In Chapter One of “An Intimate Distance: Women, Artists and the Body”, Betterton examines Suzanne Valadon’s “Self Portrait”, in which the artist, 66 years old, presents herself naked and without commiseration. Betterton points out that Valadon’s painting is” intimate”, and at the same time she upholds her body as “an object of representation”(p.7). According to Betterton, when an artist such as Valadon, looks at her representation, she completes that space between “self and others” (p.7). Betterton examines two extremes in the representation of the body - looking at the body, and the embodiment itself. She explains her interest in the analysis of the symbolism of distance and touch in women’s art and how the center of interest in Western art and science is looking. By looking, we establish a distance between the subject and the object. In contrast to Western art theory, feminist theory presents an alternative view of the way we think, see and talk about the body.

These alternatives include examining the “borderline between the biological and the social, the natural and the cultural”(p. 9).
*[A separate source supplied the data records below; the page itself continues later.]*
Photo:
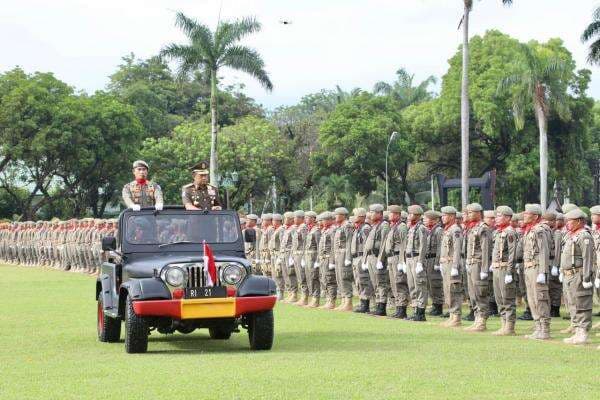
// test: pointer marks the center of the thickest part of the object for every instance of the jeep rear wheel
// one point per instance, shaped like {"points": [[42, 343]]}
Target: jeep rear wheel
{"points": [[136, 330], [219, 333], [109, 329], [261, 330]]}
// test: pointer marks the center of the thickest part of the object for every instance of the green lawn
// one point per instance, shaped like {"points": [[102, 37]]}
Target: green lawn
{"points": [[49, 350]]}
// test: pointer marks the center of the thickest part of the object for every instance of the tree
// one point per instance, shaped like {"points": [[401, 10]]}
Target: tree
{"points": [[209, 51], [541, 82], [592, 33]]}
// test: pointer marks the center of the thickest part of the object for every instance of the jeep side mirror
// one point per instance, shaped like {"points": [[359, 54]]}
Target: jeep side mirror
{"points": [[109, 243]]}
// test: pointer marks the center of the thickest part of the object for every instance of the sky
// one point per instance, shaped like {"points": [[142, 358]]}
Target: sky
{"points": [[350, 43]]}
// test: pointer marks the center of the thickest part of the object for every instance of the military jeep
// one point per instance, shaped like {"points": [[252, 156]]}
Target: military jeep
{"points": [[156, 279]]}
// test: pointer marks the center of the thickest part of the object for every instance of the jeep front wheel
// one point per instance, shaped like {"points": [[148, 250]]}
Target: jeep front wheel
{"points": [[261, 330], [109, 329], [136, 330]]}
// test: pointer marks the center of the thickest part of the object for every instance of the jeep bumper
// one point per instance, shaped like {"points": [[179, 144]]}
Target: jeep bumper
{"points": [[220, 307]]}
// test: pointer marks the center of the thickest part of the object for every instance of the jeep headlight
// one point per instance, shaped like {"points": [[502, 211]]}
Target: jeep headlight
{"points": [[232, 274], [174, 276]]}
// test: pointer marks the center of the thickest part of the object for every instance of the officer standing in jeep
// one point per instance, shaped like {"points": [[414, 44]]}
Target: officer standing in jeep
{"points": [[200, 195], [142, 192]]}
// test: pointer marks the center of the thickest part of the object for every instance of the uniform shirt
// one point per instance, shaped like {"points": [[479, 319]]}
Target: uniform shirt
{"points": [[578, 252], [147, 195], [202, 197]]}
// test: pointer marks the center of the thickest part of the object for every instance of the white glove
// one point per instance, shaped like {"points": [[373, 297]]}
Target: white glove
{"points": [[419, 268], [541, 278]]}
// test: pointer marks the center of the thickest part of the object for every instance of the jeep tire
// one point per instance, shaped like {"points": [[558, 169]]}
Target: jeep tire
{"points": [[261, 330], [109, 329], [136, 330]]}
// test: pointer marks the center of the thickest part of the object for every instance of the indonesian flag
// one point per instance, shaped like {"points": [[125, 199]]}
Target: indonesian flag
{"points": [[209, 262]]}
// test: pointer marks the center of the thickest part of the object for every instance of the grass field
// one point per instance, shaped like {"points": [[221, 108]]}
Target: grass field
{"points": [[49, 350]]}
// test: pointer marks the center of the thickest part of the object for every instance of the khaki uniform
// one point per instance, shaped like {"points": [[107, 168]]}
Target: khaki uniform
{"points": [[450, 258]]}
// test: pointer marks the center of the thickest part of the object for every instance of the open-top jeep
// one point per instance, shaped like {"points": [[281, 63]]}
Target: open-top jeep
{"points": [[156, 279]]}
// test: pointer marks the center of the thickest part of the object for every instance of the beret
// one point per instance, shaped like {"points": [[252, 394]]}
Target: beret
{"points": [[448, 210], [595, 210], [376, 208], [533, 209], [360, 212], [395, 208], [474, 207], [415, 209], [504, 210], [341, 211], [140, 163], [575, 214]]}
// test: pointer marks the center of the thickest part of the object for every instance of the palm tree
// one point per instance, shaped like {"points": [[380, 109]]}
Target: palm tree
{"points": [[209, 51], [464, 102], [403, 89], [540, 84], [593, 32]]}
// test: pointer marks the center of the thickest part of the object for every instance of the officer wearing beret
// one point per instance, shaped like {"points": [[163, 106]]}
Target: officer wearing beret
{"points": [[142, 192], [200, 195]]}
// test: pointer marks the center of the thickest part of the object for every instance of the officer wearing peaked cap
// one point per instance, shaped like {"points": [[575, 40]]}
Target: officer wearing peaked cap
{"points": [[200, 195], [141, 192]]}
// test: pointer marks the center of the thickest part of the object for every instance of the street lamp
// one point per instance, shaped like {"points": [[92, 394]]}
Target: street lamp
{"points": [[387, 151]]}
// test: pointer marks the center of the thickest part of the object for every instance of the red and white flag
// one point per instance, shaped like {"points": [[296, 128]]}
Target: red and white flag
{"points": [[209, 263]]}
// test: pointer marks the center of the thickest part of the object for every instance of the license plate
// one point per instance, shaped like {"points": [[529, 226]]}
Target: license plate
{"points": [[202, 292]]}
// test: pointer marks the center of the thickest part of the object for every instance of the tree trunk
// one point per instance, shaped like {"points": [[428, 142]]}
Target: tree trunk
{"points": [[464, 112], [540, 116], [213, 128]]}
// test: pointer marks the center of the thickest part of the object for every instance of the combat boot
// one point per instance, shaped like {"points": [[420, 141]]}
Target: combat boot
{"points": [[363, 307], [380, 310], [436, 310], [400, 312]]}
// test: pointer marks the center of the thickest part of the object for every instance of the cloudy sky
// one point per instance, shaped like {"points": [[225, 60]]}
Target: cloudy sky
{"points": [[351, 43]]}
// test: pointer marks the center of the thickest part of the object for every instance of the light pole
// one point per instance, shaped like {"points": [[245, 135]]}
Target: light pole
{"points": [[387, 151]]}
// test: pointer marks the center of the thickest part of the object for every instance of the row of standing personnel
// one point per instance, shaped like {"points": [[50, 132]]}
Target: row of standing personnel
{"points": [[73, 245], [403, 259]]}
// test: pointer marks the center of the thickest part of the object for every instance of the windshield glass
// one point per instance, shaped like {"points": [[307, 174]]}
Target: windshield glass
{"points": [[161, 229]]}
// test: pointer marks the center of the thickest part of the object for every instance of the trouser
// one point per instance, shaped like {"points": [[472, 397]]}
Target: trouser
{"points": [[453, 289], [505, 294], [538, 296], [380, 279], [311, 273], [478, 290], [343, 274], [581, 299], [365, 286], [289, 272], [398, 281], [434, 282], [417, 283], [301, 285]]}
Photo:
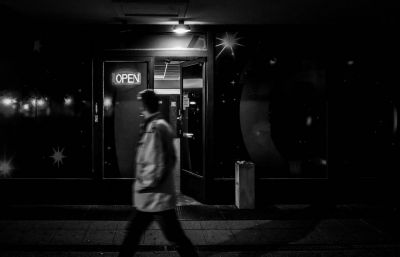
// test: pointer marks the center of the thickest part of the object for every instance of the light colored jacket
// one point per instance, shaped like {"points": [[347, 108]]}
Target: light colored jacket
{"points": [[154, 188]]}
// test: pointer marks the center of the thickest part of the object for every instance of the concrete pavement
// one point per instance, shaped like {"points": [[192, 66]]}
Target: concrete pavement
{"points": [[292, 230]]}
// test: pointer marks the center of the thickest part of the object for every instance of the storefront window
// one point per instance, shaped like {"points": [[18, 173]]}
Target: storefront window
{"points": [[45, 118]]}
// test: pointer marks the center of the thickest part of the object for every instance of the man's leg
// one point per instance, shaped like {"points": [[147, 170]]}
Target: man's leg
{"points": [[174, 233], [135, 229]]}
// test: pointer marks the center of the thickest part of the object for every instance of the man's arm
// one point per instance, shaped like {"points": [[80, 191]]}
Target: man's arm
{"points": [[154, 162]]}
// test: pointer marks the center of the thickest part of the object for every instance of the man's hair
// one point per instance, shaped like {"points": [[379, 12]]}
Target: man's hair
{"points": [[149, 99]]}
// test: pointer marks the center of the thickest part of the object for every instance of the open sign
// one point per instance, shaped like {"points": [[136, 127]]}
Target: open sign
{"points": [[126, 78]]}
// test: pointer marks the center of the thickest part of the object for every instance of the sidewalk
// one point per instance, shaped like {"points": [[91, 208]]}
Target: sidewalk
{"points": [[291, 230]]}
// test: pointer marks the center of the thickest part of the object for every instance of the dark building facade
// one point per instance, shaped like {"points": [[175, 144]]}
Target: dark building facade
{"points": [[315, 111]]}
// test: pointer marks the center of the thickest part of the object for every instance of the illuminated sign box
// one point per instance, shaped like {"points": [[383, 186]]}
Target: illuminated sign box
{"points": [[127, 79]]}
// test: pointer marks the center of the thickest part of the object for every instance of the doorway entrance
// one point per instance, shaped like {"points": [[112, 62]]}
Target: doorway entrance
{"points": [[180, 84]]}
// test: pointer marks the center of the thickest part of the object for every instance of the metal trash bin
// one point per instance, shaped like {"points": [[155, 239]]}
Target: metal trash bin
{"points": [[244, 185]]}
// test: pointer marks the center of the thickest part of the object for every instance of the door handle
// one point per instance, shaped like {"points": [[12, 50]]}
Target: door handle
{"points": [[188, 135]]}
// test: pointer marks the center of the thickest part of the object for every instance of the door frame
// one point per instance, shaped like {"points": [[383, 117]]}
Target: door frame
{"points": [[188, 175], [121, 185]]}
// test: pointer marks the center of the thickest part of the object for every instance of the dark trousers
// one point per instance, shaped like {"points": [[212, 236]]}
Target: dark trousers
{"points": [[169, 225]]}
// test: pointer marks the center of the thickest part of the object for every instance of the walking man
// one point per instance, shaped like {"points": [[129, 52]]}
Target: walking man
{"points": [[154, 190]]}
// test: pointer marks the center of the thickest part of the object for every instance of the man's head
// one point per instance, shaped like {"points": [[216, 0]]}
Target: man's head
{"points": [[149, 102]]}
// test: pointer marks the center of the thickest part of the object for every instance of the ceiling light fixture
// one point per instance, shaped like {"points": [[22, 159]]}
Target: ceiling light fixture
{"points": [[181, 28]]}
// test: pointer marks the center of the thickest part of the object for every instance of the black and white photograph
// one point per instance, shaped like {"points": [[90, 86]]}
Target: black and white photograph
{"points": [[166, 128]]}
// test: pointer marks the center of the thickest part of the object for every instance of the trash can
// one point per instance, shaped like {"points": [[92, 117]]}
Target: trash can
{"points": [[244, 185]]}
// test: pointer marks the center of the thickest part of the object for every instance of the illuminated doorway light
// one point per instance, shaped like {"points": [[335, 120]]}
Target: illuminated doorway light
{"points": [[6, 168], [58, 156]]}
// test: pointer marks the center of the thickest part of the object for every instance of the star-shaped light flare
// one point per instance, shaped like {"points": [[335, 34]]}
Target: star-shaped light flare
{"points": [[58, 156], [229, 41]]}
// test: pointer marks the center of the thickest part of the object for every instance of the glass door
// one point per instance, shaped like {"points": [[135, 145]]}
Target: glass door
{"points": [[192, 84], [122, 80]]}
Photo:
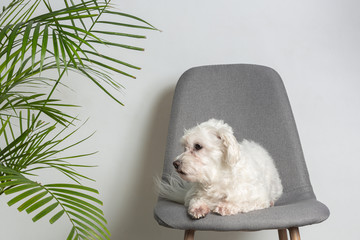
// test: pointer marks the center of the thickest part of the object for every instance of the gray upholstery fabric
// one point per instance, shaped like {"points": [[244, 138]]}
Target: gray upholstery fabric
{"points": [[252, 99]]}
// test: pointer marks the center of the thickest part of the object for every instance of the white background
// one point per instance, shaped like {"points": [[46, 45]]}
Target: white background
{"points": [[315, 47]]}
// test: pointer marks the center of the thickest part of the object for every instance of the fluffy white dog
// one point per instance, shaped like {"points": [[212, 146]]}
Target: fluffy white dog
{"points": [[225, 177]]}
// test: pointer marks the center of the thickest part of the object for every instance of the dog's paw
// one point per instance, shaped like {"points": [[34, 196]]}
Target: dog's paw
{"points": [[226, 209], [198, 211]]}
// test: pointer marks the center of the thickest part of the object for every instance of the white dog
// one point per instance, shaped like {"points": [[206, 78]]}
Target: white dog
{"points": [[225, 177]]}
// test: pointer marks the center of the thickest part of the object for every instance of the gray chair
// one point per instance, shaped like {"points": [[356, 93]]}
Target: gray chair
{"points": [[252, 99]]}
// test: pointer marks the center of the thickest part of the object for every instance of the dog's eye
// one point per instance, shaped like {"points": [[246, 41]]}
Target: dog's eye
{"points": [[197, 147]]}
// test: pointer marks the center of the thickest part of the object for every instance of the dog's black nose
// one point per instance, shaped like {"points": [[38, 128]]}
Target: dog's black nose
{"points": [[176, 164]]}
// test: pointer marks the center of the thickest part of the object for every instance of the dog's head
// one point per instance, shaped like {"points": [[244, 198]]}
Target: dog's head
{"points": [[208, 148]]}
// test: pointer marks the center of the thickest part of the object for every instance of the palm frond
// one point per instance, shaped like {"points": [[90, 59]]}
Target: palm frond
{"points": [[76, 202]]}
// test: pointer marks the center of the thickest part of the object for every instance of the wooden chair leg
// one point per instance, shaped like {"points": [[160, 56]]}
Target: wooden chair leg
{"points": [[282, 234], [189, 235], [294, 233]]}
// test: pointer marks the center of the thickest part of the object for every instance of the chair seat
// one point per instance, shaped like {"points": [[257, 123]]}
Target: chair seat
{"points": [[301, 213]]}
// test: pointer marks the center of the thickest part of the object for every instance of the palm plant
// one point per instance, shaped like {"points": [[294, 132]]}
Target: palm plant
{"points": [[35, 127]]}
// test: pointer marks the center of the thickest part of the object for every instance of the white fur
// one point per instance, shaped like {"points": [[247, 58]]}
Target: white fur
{"points": [[227, 177]]}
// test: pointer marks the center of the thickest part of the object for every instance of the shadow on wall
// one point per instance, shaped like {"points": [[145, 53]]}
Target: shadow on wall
{"points": [[136, 220]]}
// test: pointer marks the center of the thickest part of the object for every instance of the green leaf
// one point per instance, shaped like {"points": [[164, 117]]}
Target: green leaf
{"points": [[19, 188], [71, 234], [56, 51], [26, 39], [57, 216], [63, 185], [12, 37], [44, 45], [39, 204], [31, 201], [44, 212], [24, 195], [34, 42]]}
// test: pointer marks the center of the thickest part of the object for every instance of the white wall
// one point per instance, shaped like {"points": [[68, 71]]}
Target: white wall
{"points": [[314, 45]]}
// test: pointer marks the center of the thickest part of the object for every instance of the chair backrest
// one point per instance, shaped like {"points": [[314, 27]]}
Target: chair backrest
{"points": [[252, 99]]}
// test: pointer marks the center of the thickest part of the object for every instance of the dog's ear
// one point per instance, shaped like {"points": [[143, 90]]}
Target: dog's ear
{"points": [[231, 145]]}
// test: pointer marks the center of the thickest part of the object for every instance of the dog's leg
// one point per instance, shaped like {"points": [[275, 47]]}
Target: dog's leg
{"points": [[198, 209], [224, 209]]}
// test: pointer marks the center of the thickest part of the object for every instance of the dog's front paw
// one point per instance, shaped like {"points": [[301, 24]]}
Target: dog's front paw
{"points": [[226, 209], [198, 212]]}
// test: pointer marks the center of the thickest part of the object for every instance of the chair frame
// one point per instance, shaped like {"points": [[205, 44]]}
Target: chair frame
{"points": [[283, 235]]}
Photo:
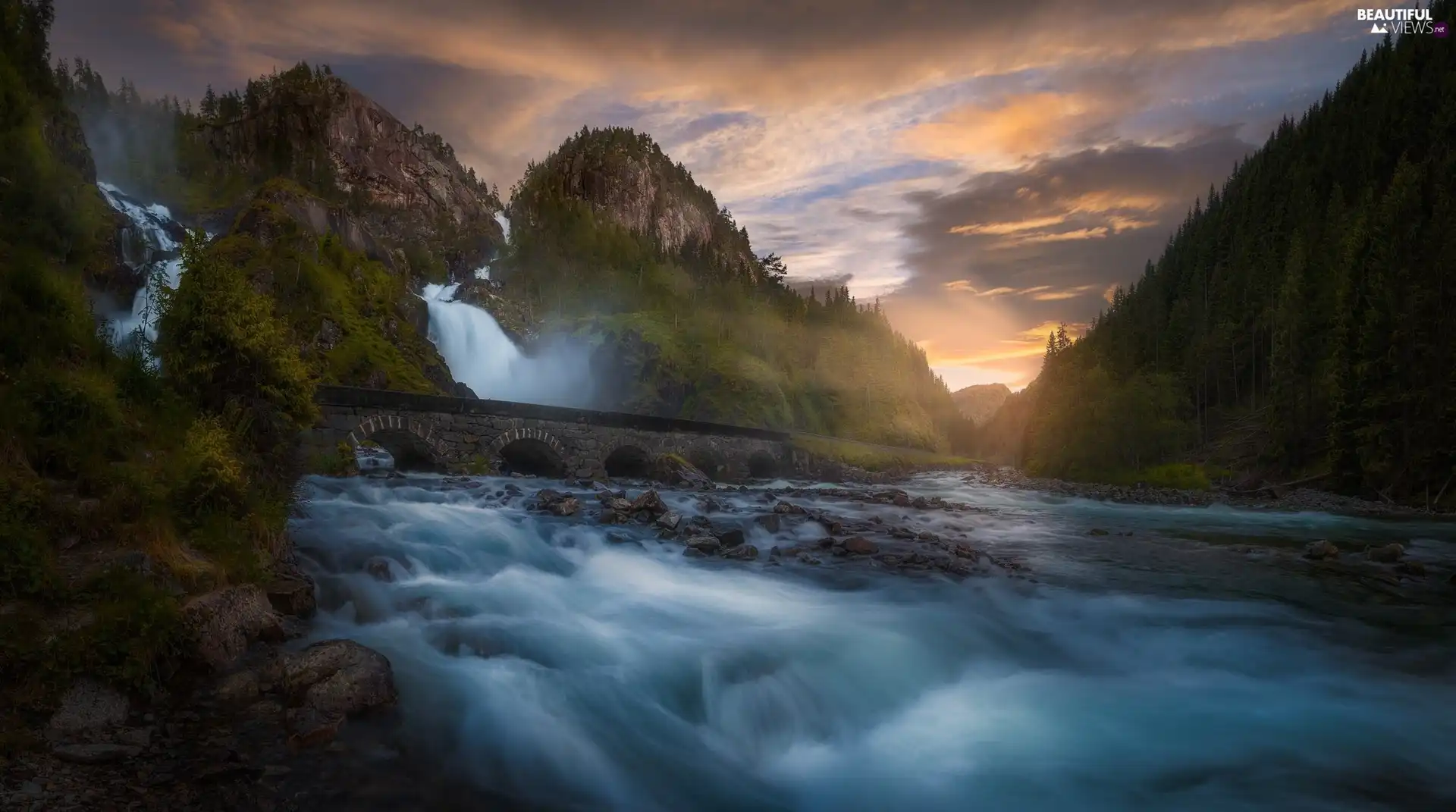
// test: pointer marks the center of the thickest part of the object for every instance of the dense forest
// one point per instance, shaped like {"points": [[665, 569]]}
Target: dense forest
{"points": [[1302, 321], [121, 491], [710, 331]]}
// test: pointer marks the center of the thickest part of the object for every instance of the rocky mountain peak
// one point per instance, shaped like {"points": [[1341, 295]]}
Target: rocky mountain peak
{"points": [[626, 177]]}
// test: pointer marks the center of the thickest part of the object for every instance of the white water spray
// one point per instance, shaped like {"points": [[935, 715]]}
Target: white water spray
{"points": [[156, 262], [482, 357]]}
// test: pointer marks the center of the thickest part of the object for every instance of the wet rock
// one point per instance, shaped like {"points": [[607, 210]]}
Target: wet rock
{"points": [[650, 503], [293, 595], [743, 552], [88, 706], [1411, 568], [676, 470], [226, 622], [379, 569], [705, 544], [99, 753], [237, 688], [136, 737], [329, 682], [1386, 553]]}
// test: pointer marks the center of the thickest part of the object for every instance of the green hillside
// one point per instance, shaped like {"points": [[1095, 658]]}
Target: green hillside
{"points": [[1302, 321]]}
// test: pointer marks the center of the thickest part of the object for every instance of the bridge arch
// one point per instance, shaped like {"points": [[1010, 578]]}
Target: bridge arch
{"points": [[410, 441], [530, 450], [631, 460]]}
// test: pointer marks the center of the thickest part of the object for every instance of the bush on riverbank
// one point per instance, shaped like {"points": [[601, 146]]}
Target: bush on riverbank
{"points": [[875, 459]]}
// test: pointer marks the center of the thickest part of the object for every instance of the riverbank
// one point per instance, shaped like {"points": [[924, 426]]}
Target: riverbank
{"points": [[1293, 500]]}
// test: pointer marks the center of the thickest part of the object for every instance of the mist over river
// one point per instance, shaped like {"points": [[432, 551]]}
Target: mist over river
{"points": [[1178, 660]]}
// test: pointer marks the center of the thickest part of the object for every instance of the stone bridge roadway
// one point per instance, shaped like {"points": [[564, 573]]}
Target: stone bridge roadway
{"points": [[427, 431]]}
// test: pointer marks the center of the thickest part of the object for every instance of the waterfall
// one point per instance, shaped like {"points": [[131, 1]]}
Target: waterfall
{"points": [[155, 258], [482, 357]]}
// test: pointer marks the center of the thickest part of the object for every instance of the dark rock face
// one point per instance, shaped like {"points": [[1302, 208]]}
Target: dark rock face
{"points": [[410, 182], [226, 622], [626, 177], [88, 706]]}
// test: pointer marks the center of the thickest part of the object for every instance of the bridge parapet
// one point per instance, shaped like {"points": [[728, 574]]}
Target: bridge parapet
{"points": [[459, 433]]}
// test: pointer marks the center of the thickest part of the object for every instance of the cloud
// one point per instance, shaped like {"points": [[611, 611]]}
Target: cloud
{"points": [[982, 166]]}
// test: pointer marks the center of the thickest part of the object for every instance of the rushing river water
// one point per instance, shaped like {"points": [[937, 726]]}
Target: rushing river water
{"points": [[1158, 667]]}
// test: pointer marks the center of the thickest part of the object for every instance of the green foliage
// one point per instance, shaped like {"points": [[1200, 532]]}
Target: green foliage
{"points": [[101, 454], [699, 340], [1304, 313], [220, 343]]}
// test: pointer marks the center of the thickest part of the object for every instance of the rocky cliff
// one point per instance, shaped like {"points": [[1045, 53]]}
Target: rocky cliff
{"points": [[628, 178], [977, 403], [405, 185]]}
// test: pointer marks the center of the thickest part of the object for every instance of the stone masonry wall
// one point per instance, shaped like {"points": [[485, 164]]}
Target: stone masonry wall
{"points": [[457, 440]]}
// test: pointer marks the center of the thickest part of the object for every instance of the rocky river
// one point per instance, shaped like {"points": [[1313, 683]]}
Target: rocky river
{"points": [[937, 644]]}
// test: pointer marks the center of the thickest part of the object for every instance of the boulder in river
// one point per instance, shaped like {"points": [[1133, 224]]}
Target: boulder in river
{"points": [[704, 544], [226, 622], [331, 682], [1386, 553]]}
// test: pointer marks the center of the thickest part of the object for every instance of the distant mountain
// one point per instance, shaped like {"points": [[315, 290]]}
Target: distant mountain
{"points": [[1302, 319], [977, 403]]}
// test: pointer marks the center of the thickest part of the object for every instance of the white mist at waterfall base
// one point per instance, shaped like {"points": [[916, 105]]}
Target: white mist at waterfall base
{"points": [[158, 261], [482, 357]]}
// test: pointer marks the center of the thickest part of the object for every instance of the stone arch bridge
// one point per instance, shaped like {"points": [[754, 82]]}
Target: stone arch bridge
{"points": [[455, 434]]}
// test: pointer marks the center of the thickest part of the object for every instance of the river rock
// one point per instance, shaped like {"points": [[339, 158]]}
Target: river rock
{"points": [[705, 544], [226, 622], [99, 753], [743, 552], [1386, 553], [88, 706], [650, 503], [676, 470], [379, 568], [331, 682], [293, 595]]}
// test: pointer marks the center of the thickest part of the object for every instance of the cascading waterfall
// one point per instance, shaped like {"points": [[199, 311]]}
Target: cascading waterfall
{"points": [[152, 252], [482, 357]]}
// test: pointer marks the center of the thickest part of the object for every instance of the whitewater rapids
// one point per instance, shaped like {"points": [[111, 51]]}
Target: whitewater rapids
{"points": [[585, 667]]}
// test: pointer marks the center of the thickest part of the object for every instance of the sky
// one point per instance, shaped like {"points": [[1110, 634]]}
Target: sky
{"points": [[986, 171]]}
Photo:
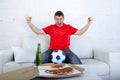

The author states that the way the body has been represented in culture and in language is at the core of feminist theory. She mentions the importance that feminist theory has made of the poststructuralist and psychoanalytic work of Foucault and Lacan to question the “notion of a coherent female subject.” (p. 9) Betterton points out that women artists have started to recreate the cultural meaning of the female body as a specifically female experience. Women artists were, in effect, reclaiming the cultural meaning of the female body. In the 1970’s, pornography was a catalyst for the discussion about the representation of the female body that contested the male view of the female body as only genitalia.

The author points out that the analysis of aesthetics was a point of debate in feminist theory in the 70’s. The deconstruction of the traditional representation of women’s body became a central point for women artists. Rejecting traditional art forms like painting, feminist artists turned to methods and genres that allowed them to deconstruct the image of the female such as text, performance, and photo. The author explains that deconstruction represents an important tool to analyze “cultural forms and women’s oppression”(p11), and points out that if women artists want to represent their bodies, that it should be out of the “male gaze frame”.

To define the relationship between looking and embodiment, Betterton uses a comparison between Roland Barthes who stated that the only possibility to see our body is through existing cultural codes, and Luce Irigaray who rejected the idea of the image of women as re-duplicating male gaze, and states that the relationship to the body and its representation has been the center of debate in feminist visual theory.
Back to Roland Barthes - the author shows other interpretations about the body in representation, in his essay, “The Grain of the Voice”. He suggests another way to see the body, as a relationship “based on looking and one based on other senses” (p.13). For Luce Irigaray, the look has been privileged over other senses.

In the section ”Social Bodies”, the author points out the tendency of Western culture to establish dichotomies. Women have been categorized as inferior and aligned with nature, different from the category of the white, male, middle class. Males have been defined as rational (the mind) and women as just the body. The body has been defined as a “binary term of difference”. The author states the difference between identity as a result of social discourse, and embodiment. According to her, modern feminism has responded to this position about the body in two ways: taking the liberal theory of equal rights, but leaving out specific status of women, and adopting sexual differences, and affirming the idea of nature as something positive, but not questioning “male rationality”(p.14).

In the last part of Chapter One, Betterton describes how feminist theory has defined the body as the point of “social and political inscription rather than giving a biological veracity”(p.15). In contrast, the author presents the feminist literature of science in a progressive level in the deconstructive analysis of the sexual difference, by presenting the interaction of cultural, and biological parts in the female body.